Lydia Kiesling’s Debut Novel Brings a Millennial Voice to California
In The Golden State, the author has concocted a book that’s thoughtful, funny, psychologically astute, and frequently harrowing.
Photo by Lance Yamamoto
As editor of the acclaimed books website The Millions, Lydia Kiesling tracks the impact of literary fiction and nonfiction on the culture at large. For her own debut novel, published this month by MCD, she mixes memories of Modoc County with the responsibilities of first-time motherhood.
The Golden State tackles immigration, identity, bureaucracies, politics, and parenthood, in a tale narrated in a headlong millennial voice beautifully calibrated between joy and desperation. Kiesling has concocted a book that’s thoughtful, funny, psychologically astute, and frequently harrowing, as only round-the-clock, solitary child care can be.
Set in Northern California’s high desert, the novel follows university employee Daphne as she attempts to escape the turbulence of life in San Francisco. Her Turkish husband is stuck in Istanbul without his documentation, their 16-month-old daughter, Honey, is growing up without her dad, and the family coffers are close to empty. Daphne thinks an impromptu stay at the mobile home she inherited is just what she needs, not suspecting that her choices will lead her to the brink of a breakdown.
Kiesling centers the novel’s action in the fictional town of Altavista in the equally imaginary Paiute County, relying on the freedom of fiction to establish her setting. “In retrospect, it seems kind of silly that I didn’t just set it in Modoc County and the town of Alturas, where my mom grew up and my grandparents lived,” she said.
Whatever she calls it, Kiesling captures the beauty and remoteness of the landscape and the kindness and the insularity of some of its inhabitants. Rather than name the setting with factual precision, better to leave some wiggle room while creating verisimilitude.

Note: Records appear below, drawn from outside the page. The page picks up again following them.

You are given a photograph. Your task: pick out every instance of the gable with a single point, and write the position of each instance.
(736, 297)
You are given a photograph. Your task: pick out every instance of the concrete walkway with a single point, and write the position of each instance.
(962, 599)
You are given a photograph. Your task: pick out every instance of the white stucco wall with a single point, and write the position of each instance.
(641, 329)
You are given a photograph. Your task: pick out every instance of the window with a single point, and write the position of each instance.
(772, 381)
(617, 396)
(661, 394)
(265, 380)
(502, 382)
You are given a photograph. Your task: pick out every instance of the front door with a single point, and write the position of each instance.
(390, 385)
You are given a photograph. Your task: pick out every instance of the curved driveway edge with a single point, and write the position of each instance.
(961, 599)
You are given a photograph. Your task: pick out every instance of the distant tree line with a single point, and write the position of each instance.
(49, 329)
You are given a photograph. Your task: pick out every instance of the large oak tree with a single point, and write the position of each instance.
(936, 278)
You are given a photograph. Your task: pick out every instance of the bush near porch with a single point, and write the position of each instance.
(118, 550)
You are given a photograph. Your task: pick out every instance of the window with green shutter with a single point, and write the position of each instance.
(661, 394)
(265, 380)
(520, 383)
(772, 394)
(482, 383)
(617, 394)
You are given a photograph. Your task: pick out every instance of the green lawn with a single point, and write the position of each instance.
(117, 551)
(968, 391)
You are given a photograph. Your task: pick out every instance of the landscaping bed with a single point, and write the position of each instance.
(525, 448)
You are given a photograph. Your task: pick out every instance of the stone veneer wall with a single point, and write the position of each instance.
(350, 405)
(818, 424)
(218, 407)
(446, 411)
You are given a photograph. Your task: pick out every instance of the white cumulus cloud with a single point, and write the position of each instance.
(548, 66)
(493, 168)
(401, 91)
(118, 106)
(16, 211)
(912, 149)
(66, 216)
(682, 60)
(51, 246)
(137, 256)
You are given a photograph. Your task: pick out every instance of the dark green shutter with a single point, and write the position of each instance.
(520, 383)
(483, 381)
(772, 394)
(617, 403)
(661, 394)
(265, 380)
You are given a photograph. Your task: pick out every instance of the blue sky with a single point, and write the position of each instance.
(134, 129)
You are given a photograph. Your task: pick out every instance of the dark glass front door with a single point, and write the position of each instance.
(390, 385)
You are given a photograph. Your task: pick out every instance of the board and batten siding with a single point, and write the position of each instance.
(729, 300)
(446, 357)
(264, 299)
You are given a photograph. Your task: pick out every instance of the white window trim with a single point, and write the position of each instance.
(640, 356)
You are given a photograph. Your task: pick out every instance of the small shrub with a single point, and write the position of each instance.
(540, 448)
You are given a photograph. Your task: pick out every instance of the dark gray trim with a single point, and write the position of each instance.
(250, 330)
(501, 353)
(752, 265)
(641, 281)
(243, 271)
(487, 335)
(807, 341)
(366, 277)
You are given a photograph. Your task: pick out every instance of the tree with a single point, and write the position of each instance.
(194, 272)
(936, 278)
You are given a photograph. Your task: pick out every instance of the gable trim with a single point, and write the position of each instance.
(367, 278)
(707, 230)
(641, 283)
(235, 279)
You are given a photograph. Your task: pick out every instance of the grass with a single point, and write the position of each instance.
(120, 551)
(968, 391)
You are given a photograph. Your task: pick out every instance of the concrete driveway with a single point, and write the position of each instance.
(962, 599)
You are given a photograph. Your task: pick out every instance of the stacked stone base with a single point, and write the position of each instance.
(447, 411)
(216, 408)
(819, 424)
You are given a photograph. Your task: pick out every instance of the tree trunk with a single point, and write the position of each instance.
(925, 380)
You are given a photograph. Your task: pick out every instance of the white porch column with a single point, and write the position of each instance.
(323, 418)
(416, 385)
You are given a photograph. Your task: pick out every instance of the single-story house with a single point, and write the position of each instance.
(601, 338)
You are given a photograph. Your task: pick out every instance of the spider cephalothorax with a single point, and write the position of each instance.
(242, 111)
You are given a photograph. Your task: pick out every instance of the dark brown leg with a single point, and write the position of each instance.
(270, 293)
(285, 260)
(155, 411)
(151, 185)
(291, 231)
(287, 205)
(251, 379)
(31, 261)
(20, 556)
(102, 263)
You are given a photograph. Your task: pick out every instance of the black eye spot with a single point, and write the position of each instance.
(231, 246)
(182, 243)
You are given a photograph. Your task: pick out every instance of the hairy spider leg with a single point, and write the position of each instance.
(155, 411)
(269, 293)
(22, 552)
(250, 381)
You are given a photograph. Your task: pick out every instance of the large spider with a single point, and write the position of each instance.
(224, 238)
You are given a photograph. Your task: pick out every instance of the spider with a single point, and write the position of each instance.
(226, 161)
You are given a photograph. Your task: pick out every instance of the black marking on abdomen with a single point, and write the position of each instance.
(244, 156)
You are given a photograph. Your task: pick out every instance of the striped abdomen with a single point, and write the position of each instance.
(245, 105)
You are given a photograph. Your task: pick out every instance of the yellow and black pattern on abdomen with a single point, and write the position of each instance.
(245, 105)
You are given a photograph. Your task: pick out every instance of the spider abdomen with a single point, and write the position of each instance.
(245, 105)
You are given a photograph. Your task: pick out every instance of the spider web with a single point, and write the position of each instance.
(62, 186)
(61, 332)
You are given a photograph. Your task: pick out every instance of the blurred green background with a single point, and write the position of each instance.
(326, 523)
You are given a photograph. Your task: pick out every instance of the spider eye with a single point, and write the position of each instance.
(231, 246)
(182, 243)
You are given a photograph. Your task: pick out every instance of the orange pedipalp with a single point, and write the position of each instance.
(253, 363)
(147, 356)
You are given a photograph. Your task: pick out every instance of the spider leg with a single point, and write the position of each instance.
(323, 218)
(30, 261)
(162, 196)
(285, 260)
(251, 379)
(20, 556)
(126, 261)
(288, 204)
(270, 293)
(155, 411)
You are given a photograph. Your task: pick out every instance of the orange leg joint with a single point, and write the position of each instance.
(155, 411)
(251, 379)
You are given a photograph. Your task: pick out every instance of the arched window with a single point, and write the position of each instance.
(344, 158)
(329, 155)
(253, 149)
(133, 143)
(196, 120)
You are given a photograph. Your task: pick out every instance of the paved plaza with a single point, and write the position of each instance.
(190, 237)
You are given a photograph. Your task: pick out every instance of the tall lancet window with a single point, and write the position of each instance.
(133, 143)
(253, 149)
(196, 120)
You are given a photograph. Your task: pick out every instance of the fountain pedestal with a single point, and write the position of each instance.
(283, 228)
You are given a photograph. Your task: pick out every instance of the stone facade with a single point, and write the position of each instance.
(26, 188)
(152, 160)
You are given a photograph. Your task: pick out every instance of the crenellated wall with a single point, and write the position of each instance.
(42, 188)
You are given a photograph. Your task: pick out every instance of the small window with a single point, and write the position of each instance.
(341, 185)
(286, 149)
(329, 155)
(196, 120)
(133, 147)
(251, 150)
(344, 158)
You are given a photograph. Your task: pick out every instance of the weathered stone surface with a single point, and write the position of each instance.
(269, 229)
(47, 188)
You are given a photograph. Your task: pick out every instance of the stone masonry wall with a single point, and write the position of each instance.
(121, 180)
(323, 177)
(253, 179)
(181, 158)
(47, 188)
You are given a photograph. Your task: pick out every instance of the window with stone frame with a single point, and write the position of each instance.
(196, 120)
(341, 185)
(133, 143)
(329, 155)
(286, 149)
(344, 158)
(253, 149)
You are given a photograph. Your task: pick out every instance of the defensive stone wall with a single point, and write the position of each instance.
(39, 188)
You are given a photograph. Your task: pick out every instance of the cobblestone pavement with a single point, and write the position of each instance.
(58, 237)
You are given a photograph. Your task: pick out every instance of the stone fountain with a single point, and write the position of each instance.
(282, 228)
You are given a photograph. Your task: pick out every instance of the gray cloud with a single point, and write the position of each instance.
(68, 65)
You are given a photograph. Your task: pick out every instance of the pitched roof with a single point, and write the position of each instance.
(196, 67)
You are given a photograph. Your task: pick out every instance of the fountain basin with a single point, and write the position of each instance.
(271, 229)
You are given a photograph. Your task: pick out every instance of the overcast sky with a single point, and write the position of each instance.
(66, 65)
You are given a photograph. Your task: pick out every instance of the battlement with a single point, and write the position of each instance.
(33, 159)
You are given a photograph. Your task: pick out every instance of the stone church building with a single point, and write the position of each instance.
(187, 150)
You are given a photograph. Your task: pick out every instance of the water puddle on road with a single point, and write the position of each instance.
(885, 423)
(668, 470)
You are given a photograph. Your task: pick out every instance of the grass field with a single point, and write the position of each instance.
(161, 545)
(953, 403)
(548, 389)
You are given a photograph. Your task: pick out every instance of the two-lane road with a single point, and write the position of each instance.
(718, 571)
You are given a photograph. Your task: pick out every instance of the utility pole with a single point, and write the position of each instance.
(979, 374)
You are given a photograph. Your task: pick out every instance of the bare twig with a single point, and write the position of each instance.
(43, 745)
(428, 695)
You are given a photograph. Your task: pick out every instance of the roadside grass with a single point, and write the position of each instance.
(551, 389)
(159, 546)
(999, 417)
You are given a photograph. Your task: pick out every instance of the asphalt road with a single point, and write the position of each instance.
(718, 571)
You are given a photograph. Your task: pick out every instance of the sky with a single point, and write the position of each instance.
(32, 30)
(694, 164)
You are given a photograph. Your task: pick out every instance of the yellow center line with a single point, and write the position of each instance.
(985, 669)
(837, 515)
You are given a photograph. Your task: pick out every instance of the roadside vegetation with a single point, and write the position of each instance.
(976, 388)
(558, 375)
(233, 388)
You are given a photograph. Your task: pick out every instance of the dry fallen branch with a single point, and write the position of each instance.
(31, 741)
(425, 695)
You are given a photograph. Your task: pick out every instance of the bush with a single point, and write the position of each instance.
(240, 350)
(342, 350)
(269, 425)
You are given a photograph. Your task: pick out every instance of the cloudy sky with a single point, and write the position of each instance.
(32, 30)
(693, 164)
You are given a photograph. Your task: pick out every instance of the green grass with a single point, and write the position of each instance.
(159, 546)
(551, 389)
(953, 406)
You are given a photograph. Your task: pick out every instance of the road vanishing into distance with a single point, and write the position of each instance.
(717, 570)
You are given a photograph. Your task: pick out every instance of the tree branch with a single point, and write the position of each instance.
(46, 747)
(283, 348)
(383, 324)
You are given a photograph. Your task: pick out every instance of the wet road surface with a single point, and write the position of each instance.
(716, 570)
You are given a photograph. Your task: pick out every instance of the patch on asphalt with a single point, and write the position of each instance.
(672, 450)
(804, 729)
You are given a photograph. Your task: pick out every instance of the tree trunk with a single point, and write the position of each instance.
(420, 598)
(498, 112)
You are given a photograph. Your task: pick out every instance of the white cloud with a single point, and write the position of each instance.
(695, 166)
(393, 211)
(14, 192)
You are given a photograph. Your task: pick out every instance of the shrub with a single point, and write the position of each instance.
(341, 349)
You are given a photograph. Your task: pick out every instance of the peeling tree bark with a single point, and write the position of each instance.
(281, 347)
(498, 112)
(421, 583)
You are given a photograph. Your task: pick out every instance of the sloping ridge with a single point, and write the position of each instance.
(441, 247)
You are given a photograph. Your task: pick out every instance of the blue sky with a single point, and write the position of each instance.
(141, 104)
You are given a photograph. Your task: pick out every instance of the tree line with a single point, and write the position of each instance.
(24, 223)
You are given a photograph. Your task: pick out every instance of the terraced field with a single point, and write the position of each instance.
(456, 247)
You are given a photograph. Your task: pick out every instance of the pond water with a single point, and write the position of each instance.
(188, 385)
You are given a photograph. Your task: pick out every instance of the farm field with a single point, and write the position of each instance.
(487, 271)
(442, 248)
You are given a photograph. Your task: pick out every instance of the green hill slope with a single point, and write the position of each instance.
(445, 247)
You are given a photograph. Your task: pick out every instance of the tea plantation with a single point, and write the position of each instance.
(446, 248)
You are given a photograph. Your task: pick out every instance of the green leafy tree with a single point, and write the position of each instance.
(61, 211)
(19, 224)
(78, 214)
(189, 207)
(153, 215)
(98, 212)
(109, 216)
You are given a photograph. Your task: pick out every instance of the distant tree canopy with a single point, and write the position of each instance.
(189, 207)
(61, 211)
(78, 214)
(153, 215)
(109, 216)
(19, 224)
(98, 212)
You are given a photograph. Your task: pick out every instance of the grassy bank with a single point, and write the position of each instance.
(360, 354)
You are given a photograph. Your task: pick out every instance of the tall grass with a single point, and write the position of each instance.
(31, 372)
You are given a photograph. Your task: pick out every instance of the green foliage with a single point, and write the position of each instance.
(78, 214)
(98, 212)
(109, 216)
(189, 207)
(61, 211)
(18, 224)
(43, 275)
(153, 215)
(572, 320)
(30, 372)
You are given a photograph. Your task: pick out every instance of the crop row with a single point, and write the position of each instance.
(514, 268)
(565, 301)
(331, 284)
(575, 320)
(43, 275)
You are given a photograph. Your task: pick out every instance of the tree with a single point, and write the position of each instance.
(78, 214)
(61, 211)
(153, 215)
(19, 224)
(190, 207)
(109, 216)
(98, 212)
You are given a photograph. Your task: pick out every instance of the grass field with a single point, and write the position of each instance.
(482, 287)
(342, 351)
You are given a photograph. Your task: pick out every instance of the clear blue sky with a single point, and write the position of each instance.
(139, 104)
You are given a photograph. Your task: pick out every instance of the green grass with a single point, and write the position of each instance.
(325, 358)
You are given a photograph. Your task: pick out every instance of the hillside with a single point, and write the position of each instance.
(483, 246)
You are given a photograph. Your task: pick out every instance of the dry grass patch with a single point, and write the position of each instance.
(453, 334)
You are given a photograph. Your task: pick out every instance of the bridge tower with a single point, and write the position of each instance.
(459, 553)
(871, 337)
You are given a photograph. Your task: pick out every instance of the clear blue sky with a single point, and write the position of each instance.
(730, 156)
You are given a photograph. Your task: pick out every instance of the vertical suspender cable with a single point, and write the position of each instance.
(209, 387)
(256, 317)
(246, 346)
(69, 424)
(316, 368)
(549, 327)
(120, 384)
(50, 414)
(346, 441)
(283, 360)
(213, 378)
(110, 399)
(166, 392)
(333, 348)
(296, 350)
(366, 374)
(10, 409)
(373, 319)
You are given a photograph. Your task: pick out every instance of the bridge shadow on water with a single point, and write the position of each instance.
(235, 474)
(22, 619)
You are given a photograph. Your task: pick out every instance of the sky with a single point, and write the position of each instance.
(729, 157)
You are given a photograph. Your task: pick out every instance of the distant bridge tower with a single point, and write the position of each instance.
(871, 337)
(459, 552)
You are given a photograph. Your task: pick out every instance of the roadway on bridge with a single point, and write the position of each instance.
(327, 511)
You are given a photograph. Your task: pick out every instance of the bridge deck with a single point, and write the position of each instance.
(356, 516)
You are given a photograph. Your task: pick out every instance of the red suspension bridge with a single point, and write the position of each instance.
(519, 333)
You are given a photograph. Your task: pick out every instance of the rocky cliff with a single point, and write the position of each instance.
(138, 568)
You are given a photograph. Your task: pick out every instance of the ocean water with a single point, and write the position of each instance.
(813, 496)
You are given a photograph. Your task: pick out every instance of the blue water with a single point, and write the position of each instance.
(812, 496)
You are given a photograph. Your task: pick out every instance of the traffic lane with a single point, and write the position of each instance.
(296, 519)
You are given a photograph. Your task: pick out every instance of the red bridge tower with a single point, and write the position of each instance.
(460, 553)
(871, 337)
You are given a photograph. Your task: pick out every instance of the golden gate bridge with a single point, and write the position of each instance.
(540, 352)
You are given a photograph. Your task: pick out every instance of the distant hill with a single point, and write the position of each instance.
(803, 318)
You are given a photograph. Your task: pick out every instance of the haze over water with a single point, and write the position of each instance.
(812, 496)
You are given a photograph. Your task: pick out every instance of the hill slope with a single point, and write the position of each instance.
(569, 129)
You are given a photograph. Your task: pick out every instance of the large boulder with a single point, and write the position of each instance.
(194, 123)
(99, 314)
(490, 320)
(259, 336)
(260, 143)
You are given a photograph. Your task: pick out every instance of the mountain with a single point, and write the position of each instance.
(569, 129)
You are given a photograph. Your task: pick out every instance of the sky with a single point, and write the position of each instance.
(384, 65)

Kiesling said that if she had chosen a real-life setting, “I would feel a huge responsibility to get [the details] exactly right."
One true-life issue depicted in the novel is the State of Jefferson secession-from-California controversy re-emerging in some rural counties. The Golden State features its own group of secessionists, including Daphne’s neighbor, who make a stand at exactly the wrong moment.
Kiesling started writing her novel while the oldest of her two children was in diapers. Rarely are pre-verbal children spotlighted as Honey is in The Golden State. Her whereabouts are accounted for in every scene, and her behavior is recounted with both tenderness and aggravation.
“The formal challenge I set myself was to describe the experience of being alone with a small child — in a way not excruciating for the reader. It seemed slightly radical to me to have a baby be fully present in a book,” Kiesling said, admitting, “I know some people do find The Golden State claustrophobic.”
Some may find the book top-heavy with infant exploits, but many others will appreciate its timeliness at a point when California and the nation seem fractured.
As editor of The Millions, Kiesling works with a far-flung group of writers from around the state and the country.
“The Millions just lives in space,” she said. “It can be wherever its writers are.”
Kiesling, who lives in San Francisco, said she still feels very new to the Bay Area literary scene. “I’ve lived here for six years, but for most of those years, I was writing freelance at night and weekends. I really wasn’t getting out and meeting people.
“In the last three years, I feel very connected to a lot of writers here,” she said, mentioning a diverse cohort that includes Caille Millner, Vanessa Hua, Ismail Muhammad, Brian Hurley, Rahawa Haile, and many more.
Kiesling said she and her family don’t get to Alturas much anymore. She still subscribes to the weekly Modoc County Record, though, and often checks who is reading and signing at Floating Island Books in Cedarville.
“There is literary culture everywhere, if you know how to look for it,” Kiesling said.